Que produit la technologie du transfert ?
Je dirais une abstraction complète du contexte politique, du social et du vécu. Le mot abstraction est le nouveau mot de passe pour ceux qui veulent ne plus avoir à faire avec le politique. Si on doit aussi transférer la pauvreté et le contexte social, ce serait une grosse demande politique, mais cela coûterait aussi très cher. La technique du transfert fait un tournant à 90 degrés dans la généalogie.

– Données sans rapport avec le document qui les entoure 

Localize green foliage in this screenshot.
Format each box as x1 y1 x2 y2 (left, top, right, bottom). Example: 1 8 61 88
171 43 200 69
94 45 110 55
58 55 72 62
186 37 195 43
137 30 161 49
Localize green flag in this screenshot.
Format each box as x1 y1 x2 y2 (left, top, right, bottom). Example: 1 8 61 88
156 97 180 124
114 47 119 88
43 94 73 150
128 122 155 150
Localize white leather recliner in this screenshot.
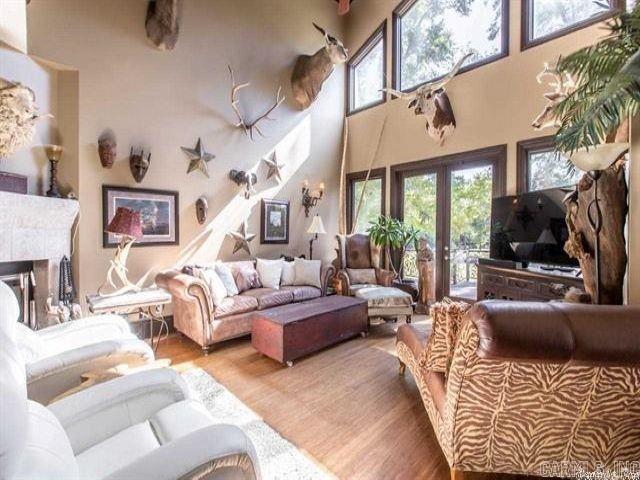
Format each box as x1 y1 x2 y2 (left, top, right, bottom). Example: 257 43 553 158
0 284 260 480
0 282 154 405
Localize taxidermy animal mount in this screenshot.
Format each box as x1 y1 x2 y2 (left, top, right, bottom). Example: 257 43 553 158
291 23 348 110
129 147 151 183
229 170 258 200
144 0 182 50
382 53 474 146
228 65 286 140
0 78 53 158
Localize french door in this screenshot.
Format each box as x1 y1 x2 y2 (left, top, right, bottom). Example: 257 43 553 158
392 146 506 300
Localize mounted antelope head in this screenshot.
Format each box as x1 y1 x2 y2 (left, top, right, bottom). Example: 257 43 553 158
291 23 347 110
382 53 474 146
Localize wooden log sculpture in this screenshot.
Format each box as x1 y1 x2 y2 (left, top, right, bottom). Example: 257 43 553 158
564 158 627 305
291 23 348 110
144 0 182 50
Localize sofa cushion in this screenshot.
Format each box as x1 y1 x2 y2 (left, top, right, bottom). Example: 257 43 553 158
213 295 258 318
347 268 378 285
240 288 293 310
280 285 322 302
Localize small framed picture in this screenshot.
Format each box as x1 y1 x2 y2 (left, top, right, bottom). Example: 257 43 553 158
102 185 180 248
260 199 289 243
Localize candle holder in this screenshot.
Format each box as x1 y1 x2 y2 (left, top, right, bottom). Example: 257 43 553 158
44 145 62 198
302 180 324 217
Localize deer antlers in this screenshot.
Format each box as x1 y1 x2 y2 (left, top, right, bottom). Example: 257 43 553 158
531 63 576 130
228 65 286 140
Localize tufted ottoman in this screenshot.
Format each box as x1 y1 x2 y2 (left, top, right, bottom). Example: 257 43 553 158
354 285 413 323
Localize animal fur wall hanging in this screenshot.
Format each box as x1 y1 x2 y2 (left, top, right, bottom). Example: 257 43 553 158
383 53 474 146
144 0 182 50
0 78 51 158
291 23 348 110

Les œuvres d'art qui viennent du deuxième et du tiers monde sont arrachées de leur source, donc du lieu de leur première conceptualisation, du contexte qui leur a donné leur valeur. Le résultat est une généalogie différente, qu’on appelle maintenant " entreprise-up genealogy ". Avec cette généalogie, de nouveaux sujets flexibles sont re-dessinés, re-programmés et libérés de leur contexte spécifique. Prêts à être des recombinatoires.

La technique du transfert abstrait témoigne aussi du fait que les œuvres d'art n'ont plus à s'inquiéter du bruit produit par leur source. Ce n'est pas par hasard que ces œuvres sont présentées dans l'environnement stérile et aseptisé du cube blanc moderniste (comme dans la dernière documenta, en fait, de mon point de vue, ce choix " muséal " n'est pas une erreur mais l'extériorisation de la logique interne de cette exposition), cette entreprise élimine le temps, l'ordre et la verticalité conventionnelle de la généalogie. L' " historisation " rapide, la cannibalisation, en sont le résultat, elles essaient de couvrir de manière obsessionnelle les traces de sa propre impossibilité.

Toutes ces expositions ont plusieurs pères, pas une seule mère, comme c'est le cas avec Dolly. Ces pères posent donc une nouvelle forme de propriété sur ces projets d'expositions. C'est pourquoi on appelle ces expos par le nom du conservateur.
Voilà l' idée qui sous-tend toutes ces expositions : la liberté, le droit, la démocratie sont des choses transférables comme l’ont été les œuvres d'art. C'est une conclusion des plus terrifiantes. C'est un transfert dans la forme mais pas dans le contenu. On ne fait ici que dupliquer des parents, des pères.